Spec reconciliation (reference edits)

  • §13.5 (“Procedural macros (deferred)”) → describe this design: the #[procmacro] pub fn surface, the total meta-language, reflection, paste, the axis-surface, and the full staged build (P1 → axis-surface → P2, in sequence). Lift “deferred” to “built (P1 first)” — drop the “first derive-class client” trigger.
  • §13.8 (Lean correspondence) → add the Syntax carrier + the tier-honesty theorem schedule.

Resolved (this RFD)

  • The procedural model is the total meta-language (RFD 0037 D9), not the research’s fuel-bounded bootstrapped-Argon (D4 R1) — committed and now designed.
  • Totality is by construction (structural recursion, checked at declaration), not fuel-bounded (D4).
  • No client-gating: the full layer is built in sequence (P1 → axis-surface → P2); P2 is built once 1 and 2 are done, not “when a derive-class client forces it.” This supersedes RFD 0037 D9’s forcing-client trigger (a hollow deferral) (D6).
  • P1 (paste) is built — it retires the #[irreflexive] + #[asymmetric] stubs byte-identically; #[functional] stays a #[builtin] stub pending P2 structural re-emission (D6, Acceptance test 1).
  • quote’s ${expr} antiquotation is expansion-time. The in-string ${…} form inside a quote { … } body (e.g. the diagnostic message "relation ${item.name} is #[irreflexive] …") is resolved by the macro renderer at EXPAND, substituting the reflected/let-bound value into the rendered surface text before re-parse. It needs no runtime string concatenation — it is a render-time splice, total and deterministic.

Open questions

  1. Paste × hygiene: the precise hygiene treatment of a concat_idents result — raw definition-site name vs reserved-marker freshening — per use (D3). The three checks want a stable public-ish __{rel}_{prop}; a general paste in user code may want freshening.
  2. The axis-assertion surface shape (D5): assert categorizes(a, b) vs a metaproperty-bearing declaration form — an event-surface question that may warrant its own short RFD.
  3. Reflection accessor API for P2: the precise Decl/Syntax accessor set — settled when building P2 as a complete reflection of a declaration’s structure (name, kind, generics, parameters, fields, attributes), not a minimal subset and not deferred to a client.
  4. ${} spelling-overlap with runtime string interpolation.

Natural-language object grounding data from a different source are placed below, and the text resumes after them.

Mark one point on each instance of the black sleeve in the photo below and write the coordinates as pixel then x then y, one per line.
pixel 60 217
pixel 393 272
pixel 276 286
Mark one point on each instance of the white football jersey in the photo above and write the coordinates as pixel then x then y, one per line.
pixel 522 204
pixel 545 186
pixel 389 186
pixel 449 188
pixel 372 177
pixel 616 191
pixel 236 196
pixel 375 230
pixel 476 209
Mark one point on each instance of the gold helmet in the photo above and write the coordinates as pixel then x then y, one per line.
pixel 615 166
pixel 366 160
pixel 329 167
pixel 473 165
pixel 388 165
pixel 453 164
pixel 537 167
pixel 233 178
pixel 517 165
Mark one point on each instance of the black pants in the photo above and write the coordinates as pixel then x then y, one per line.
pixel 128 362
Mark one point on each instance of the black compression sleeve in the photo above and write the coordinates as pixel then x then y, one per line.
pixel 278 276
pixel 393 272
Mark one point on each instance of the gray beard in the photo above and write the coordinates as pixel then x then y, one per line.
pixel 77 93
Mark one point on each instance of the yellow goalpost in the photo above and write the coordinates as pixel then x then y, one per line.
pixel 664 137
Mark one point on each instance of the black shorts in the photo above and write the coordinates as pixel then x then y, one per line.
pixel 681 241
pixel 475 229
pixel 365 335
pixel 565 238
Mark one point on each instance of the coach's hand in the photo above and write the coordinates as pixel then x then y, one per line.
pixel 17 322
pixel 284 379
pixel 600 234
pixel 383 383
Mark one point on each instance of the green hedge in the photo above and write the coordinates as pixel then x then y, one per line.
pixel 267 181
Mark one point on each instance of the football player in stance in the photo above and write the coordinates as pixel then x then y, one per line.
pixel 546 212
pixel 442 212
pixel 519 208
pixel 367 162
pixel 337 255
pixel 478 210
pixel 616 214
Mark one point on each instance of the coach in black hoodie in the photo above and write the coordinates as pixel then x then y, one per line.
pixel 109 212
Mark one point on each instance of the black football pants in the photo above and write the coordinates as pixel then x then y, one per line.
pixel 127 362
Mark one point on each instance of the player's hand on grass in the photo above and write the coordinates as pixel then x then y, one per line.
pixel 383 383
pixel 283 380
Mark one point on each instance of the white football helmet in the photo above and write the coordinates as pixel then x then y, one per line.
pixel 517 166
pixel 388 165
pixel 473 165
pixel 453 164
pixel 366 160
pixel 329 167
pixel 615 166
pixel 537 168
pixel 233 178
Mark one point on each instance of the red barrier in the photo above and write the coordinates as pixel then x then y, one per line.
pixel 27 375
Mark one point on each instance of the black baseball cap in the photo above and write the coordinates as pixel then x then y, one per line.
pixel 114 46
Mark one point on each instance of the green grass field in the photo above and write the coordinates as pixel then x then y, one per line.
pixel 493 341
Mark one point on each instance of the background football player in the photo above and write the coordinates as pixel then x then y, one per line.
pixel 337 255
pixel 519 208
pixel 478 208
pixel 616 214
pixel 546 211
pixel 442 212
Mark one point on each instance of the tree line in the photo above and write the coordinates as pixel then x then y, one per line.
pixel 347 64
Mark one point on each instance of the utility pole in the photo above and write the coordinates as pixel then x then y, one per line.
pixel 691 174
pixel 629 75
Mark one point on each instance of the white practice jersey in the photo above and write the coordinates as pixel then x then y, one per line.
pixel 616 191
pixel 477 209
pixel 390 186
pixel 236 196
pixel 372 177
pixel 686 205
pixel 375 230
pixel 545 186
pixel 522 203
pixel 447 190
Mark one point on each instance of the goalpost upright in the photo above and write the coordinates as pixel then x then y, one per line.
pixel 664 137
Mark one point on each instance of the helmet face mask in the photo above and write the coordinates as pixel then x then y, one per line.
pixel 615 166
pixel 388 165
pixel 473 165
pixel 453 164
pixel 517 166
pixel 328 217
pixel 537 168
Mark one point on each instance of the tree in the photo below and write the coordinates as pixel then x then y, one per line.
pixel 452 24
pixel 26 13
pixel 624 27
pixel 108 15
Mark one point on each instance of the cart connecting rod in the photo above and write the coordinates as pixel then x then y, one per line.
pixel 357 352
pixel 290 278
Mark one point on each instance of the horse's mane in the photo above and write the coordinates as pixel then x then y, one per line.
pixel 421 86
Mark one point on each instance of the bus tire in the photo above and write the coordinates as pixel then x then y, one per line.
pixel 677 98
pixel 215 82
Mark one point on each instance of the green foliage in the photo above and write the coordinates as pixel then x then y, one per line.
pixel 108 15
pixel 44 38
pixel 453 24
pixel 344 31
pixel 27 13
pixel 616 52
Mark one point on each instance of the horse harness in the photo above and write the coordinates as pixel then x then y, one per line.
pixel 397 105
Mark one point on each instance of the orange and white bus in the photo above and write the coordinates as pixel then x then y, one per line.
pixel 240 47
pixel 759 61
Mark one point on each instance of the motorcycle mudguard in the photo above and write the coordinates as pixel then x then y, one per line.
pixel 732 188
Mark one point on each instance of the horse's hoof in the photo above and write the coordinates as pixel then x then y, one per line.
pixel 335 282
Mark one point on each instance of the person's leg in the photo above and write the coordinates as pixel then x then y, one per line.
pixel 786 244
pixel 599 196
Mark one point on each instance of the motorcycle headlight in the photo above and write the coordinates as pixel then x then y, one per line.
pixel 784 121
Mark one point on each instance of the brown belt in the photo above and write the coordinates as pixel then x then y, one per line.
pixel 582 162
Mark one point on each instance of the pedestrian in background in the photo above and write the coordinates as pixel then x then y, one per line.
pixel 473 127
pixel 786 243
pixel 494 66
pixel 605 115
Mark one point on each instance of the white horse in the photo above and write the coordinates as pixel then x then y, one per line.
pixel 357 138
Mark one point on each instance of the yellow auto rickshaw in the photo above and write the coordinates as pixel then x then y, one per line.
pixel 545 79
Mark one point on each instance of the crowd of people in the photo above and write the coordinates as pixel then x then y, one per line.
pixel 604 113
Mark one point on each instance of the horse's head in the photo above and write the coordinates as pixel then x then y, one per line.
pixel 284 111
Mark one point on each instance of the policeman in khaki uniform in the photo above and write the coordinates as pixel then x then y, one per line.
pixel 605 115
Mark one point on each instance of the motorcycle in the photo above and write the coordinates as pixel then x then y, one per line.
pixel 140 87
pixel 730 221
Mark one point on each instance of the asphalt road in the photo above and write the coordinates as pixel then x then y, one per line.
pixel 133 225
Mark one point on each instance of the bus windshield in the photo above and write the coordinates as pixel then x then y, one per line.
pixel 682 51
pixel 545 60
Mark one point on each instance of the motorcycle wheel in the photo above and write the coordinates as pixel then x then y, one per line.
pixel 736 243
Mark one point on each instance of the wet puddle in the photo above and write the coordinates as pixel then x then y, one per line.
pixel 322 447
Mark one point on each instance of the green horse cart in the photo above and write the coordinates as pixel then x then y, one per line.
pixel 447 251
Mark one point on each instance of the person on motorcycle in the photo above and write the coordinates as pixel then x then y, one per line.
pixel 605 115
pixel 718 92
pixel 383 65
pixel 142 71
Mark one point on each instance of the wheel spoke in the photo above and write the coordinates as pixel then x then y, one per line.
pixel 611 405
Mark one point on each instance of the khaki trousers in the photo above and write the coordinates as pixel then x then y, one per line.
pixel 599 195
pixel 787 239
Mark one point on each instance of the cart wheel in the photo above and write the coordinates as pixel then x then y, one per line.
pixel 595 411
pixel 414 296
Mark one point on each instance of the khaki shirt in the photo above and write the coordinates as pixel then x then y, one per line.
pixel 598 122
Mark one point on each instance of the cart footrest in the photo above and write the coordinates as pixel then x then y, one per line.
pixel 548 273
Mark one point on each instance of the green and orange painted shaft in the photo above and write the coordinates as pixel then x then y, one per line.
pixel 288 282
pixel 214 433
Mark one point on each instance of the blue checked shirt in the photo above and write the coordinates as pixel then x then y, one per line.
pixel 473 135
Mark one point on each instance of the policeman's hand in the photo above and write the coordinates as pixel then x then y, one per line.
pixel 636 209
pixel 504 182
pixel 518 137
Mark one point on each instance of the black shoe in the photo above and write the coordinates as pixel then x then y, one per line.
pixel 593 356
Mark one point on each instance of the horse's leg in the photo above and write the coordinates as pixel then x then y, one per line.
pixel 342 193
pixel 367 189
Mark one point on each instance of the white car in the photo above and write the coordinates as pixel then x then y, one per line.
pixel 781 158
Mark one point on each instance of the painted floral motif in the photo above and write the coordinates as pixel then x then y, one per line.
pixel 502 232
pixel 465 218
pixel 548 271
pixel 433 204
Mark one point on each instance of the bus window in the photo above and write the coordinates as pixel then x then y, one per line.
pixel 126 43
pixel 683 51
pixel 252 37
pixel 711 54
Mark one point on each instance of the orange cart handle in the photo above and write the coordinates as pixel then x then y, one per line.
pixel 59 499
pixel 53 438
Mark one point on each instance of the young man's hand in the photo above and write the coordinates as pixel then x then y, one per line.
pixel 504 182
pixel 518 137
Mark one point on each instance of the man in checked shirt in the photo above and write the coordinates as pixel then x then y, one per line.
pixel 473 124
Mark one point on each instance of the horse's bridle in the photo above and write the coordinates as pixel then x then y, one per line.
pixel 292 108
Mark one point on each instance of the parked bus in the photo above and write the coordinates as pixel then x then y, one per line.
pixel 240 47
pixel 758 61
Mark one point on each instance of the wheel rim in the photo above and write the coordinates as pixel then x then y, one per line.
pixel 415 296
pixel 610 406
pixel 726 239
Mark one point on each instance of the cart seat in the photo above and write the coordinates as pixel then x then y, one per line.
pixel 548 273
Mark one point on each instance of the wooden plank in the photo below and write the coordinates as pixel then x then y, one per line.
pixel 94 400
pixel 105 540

P1’s quote antiquotation ${expr} is an expansion-time render splice (resolved above, Resolved). It is spelled the same as a hypothetical runtime string-interpolation form "…${x}…" that would lower to string concatenation and const-fold — but that is a separate, unbuilt foundational arc (tracked as issue #575): the runtime today has no Text + Text operator and no const-fold pass, so general runtime interpolation does not exist. Do not assume the two ${…} spellings unify — whether the render-time antiquotation and a future runtime interpolation should share a surface (or must be kept distinct, since one is total-by-construction at EXPAND and the other is value-level) is an open question for the #575 arc, not settled here.
  5. elab-class (type-directed) expansion — firing a macro over the expected metatype/sort — is a distinct mechanism (type-direction), not part of the procedural layer (computing an expansion). It stays out of this RFD’s scope; the real ergonomic need it was floated for (legal scoping) is already served by binding-space resolution. If type-direction is wanted, it is its own design, not a deferred piece of this one.